Advancements in next-generation sequencing technologies open opportunities to various biological analyses, such as de novo assemblies of bacterial and eukaryotic genomes, and species classification based on metagenomics studies [1]. Short read alignment is a common first step of various downstream analyses, such as variant calling [2], RNA abundance quantification [3], and expression quantitative trait locus (eQTL) analysis [4].

It plays a critical role in medical and population genetics. Conventional aligners map sequencing reads to a linear reference genome, which represents one or a few individuals. However, such a linear reference genome lacks information on the variation in the population and consequently does not reflect the genetic diversity of individuals.
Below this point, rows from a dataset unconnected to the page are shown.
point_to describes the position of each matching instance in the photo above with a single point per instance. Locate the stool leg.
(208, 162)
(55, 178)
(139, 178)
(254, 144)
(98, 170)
Augmenting the reference genome with known genetic variants can reduce the genetic distance between the donor and reference genomes and avoid allelic bias [5].

More than a decade ago, several short read alignment tools, such as BWA [6, 7], SOAP2 [8], and Bowtie [9, 10], were developed to map short reads to a linear reference genome efficiently. Through the adaptation of the Burrows–Wheeler transform (BWT) [11], these methods perform efficient alignment to a linear reference genome [12] in only a limited amount of memory [13, 14]. These aligners typically build an FM-index of a single reference genome and then use a variant of the backward search algorithm to find occurrences of sequencing reads in the reference genome. However, sequencing errors and genomic variants between the reference genome and sequencing reads may lead to incorrect alignments. Mapping sequencing reads to a single human reference genome leads to inherent biases towards the arbitrarily chosen reference.

Recently, several variant-aware aligners have been developed. BWBBLE [15] builds an FM-index for the expanded reference, which extends the alphabet from the 4-letter nucleotide code to the 16-letter IUPAC nucleotide code. Vg [16] uses the GCSA2 [17] graph indexing library to represent genetic variations as a bidirected sequence graph in its index.

HISAT2 modify the hierarchical indexing scheme from HISAT to create a hierarchical graph FM-index, which is combined with GCSA [18] to align DNA and RNA sequences.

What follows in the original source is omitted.